Exploring Terroir, Part I: The Anti-Terroir


I’m down with molecular gastronomy just as much as the other crazy people inclined to save their shoe money for lunch.  Indeed, I follow the vagaries of food much more closely than fashion, although on a certain level it’s surprising how often we’re talking two sides of the same coin.  But in the end, white chocolate and caviar mousse isn’t the sort of thing I’d want to eat every day.  There’s something displacing about mango and Douglas fir puree with a bavarois of lychee, blackcurrant and beetrood.  And what is it about a glass cloche filled with lavender smoke, meant to be inhaled before the rosemary-speared lamb cubes enter your mouth, that makes you sometimes wish you had a plate of spaghetti and meatballs in front of you instead? 
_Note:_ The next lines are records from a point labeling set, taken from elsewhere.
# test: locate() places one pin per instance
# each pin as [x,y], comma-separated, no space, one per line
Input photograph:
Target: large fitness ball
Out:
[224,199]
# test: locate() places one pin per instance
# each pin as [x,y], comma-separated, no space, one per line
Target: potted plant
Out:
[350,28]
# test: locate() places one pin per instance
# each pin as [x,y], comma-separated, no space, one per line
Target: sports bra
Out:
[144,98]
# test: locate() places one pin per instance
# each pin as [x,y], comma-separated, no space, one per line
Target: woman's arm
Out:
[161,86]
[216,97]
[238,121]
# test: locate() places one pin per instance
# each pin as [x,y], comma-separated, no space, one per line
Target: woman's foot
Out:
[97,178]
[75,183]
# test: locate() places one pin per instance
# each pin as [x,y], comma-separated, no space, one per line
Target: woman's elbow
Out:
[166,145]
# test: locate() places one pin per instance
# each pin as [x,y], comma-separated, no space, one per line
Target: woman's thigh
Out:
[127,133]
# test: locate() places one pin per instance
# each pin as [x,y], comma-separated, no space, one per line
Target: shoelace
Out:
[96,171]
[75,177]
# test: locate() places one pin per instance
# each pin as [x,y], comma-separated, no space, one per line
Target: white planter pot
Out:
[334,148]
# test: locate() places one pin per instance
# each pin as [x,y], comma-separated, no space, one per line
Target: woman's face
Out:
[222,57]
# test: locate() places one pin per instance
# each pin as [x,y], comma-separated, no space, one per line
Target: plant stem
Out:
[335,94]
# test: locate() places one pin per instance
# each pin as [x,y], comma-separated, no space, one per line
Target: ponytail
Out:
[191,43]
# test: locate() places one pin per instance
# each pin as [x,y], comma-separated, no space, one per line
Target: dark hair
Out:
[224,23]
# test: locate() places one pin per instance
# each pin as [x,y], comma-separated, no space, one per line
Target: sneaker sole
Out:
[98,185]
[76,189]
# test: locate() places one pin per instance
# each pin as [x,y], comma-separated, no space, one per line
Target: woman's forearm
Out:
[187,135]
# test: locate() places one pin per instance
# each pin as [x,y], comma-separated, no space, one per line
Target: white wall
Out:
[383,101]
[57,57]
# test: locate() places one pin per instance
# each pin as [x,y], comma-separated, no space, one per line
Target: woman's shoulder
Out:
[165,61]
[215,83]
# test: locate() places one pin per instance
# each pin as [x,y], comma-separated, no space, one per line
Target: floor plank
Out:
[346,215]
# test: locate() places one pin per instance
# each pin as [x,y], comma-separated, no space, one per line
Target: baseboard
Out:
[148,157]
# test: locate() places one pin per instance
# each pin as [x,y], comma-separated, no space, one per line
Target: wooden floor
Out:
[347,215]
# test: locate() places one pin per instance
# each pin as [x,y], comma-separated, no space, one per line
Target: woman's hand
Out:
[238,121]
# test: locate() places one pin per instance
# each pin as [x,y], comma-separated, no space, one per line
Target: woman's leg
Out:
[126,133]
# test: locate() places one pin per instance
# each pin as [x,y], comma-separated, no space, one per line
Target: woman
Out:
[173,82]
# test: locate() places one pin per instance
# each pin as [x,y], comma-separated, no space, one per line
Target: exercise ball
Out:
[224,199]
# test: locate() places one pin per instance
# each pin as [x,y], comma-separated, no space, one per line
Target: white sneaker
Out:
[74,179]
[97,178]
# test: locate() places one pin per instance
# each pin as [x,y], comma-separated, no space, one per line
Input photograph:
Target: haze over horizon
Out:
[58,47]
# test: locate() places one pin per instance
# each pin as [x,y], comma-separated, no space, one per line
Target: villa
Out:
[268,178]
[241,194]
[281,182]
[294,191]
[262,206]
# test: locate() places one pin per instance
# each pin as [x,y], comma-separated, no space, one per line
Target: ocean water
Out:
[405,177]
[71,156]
The Art of Eating editor Ed Behr has an answer.  In writing (in Issue 61) about a trip to Heston Blumenthal’s restaurant The Fat Duck, in Bray, England, one of the best restaurants in the world and uncontestedly one of the most avant-garde, where diners eat a multi-course “molecular gastronomy” menu composed of dishes like roast foie gras with almond gel, cherry sauce, amaretto cubes and chamomile, Behr writes,

I was glad to eat Heston Blumenthal’s food, and I admire his talent.  But I find traditional food much more complex because it draws on much more of human experience, both in agriculture and in the kitchen.  It reflects the logic of hand methods and an understanding of the relationship between a place and the plants and animals that came to thrive here. Traditional food exploits combinations arrived at over generations and at a time when eating was a much more important part of life than it is today. It’s true that our habits have changed and our knowledge has increased and that the old recipes usually benefit from re-examination.  But not so much that they cease to express their rich sources.  Compared with most newly invented dishes, traditional food is more obviously and reassuringly in touch with nature, and it is much more harmonious.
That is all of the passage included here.